The course evaluations revealed possibilities for improvement as well. The most frequent suggestion was the extension of course duration. Although difficult to implement given the tight timetable of first-year students, this idea will receive ample consideration. Improving the organizational handling of the CEL was another focal point. Initially, students chose course dates individually via our online course system. However, during the first months a handful of CEL courses was cancelled due to low numbers of enrolled students (<3). Reacting to numerous suggestions, course dates have been set for each student starting with the study year 2012/13. This predetermined CEL schedule now allows for numerically equal course groups, guarantees courses and reduces students’ organizational burden, leading to improved student satisfaction.
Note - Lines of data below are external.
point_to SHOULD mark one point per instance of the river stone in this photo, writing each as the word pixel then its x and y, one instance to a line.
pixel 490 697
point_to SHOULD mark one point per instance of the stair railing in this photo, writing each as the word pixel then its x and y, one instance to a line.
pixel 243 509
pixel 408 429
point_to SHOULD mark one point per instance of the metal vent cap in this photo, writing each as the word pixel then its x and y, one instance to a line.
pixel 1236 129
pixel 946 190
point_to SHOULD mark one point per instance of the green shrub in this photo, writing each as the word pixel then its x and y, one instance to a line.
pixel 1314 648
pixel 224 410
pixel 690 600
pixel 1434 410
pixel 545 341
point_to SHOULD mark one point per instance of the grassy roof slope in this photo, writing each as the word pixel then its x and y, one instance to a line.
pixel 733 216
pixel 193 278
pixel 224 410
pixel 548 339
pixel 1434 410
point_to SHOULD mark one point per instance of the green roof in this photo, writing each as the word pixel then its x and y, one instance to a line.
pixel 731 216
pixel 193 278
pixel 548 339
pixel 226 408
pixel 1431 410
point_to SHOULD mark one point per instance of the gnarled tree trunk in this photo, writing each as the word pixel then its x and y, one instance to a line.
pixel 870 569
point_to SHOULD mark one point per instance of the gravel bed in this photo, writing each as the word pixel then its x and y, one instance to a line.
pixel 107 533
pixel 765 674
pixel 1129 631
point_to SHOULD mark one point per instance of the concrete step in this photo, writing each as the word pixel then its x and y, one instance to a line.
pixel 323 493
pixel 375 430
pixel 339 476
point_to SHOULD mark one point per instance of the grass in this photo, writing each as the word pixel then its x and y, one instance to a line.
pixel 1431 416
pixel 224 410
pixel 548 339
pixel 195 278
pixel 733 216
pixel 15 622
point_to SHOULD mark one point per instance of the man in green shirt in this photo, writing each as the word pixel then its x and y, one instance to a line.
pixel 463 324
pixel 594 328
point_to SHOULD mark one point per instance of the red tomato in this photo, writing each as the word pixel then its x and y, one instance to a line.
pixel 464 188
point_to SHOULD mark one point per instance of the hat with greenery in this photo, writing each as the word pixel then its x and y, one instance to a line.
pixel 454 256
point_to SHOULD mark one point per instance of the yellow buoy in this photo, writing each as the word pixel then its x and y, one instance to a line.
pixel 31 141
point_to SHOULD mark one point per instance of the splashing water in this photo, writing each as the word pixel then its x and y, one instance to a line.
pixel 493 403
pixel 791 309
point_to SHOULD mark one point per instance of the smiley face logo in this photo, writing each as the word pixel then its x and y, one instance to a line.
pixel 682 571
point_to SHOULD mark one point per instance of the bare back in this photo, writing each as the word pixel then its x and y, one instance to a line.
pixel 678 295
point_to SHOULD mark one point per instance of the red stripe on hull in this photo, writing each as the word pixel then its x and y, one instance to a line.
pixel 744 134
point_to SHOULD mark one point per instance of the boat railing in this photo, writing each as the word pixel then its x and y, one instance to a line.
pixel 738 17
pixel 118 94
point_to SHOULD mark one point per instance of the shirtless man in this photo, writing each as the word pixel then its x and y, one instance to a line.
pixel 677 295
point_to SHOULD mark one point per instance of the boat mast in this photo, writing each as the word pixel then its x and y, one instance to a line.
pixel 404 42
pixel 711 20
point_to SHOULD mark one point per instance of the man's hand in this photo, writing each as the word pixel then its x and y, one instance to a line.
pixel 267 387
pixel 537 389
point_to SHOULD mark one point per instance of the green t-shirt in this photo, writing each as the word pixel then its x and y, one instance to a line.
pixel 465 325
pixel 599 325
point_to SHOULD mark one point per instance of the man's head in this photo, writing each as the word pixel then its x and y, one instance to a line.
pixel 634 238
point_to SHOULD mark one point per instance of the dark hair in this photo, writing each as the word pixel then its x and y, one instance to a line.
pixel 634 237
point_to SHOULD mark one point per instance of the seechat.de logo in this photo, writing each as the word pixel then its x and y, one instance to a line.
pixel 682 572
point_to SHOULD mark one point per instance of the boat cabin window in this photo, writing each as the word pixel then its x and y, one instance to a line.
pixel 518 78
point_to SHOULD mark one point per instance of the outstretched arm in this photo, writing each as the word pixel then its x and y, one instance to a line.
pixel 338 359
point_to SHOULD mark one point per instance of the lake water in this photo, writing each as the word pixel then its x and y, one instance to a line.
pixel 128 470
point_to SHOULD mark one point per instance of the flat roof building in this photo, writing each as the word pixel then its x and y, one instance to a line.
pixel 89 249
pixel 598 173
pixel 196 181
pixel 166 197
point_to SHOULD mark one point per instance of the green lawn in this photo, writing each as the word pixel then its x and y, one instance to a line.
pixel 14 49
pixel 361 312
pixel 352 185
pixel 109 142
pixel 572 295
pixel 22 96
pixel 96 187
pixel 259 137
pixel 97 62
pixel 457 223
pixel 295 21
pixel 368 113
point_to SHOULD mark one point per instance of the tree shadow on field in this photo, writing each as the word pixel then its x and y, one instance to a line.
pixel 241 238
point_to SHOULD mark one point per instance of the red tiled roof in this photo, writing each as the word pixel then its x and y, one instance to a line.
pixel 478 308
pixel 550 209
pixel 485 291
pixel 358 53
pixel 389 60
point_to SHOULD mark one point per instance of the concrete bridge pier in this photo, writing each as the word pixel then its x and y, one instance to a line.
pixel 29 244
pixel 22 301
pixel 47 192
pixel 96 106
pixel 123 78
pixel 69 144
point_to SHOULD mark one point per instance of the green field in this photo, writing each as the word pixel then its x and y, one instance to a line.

It has to be evaluated how well the skills acquired at our CSC will translate into the clinical stage of study. It must not be forgotten that training in the skills laboratory does not replace, but supplement clinical experience [10]. However, in the study by Nielsen et al. [6] 70 per cent of students were convinced to be able to transfer skills from the educational laboratory into patient treatment. Students within an innovative curriculum with skills laboratory training from the first year of study are better trained in basic clinical skills and, therefore, better prepared for clerkships, compared to students in traditional curricula [17]. In addition, Liddell and colleagues [18] proved that a single basic skills tutorial during the early part of medical study has a long-lasting positive effect on students’ clinical performance and reduces hesitancy to practice procedures during clerkships. Thus, we are optimistic that the CEL provides students with the necessary competence and confidence to successfully perform medical skills and practical procedures in the clinical setting.


As our primary objective was to assess students’ perception of the course concept, we did not investigate their performance after completion of the CEL. However, further investigations addressing students’ short- and long-term competence and the transferability of skills into patient care are already being carried out.


The CEL concept has proven its value for students at the Medical University of Graz. Based on first course evaluations, factors contributing most to this success are hands-on training, motivated and experienced student instructors, clinically relevant contents, and the utilization of medical simulation. The most common suggestion for improvement was an extension of course duration. Additional research on students’ competence in the short- and long-term and on possible improvements in patient care will ultimately decide the CEL’s educational value.


The authors want to thank Elisabeth Koch for performing course evaluations and data acquisition, Dominik Födinger and all other current and former CSC peer-teachers for their commitment, and each and every student who has evaluated the course and offered suggestions for improvement.

Competing interests

The authors declare that they have no competing interests.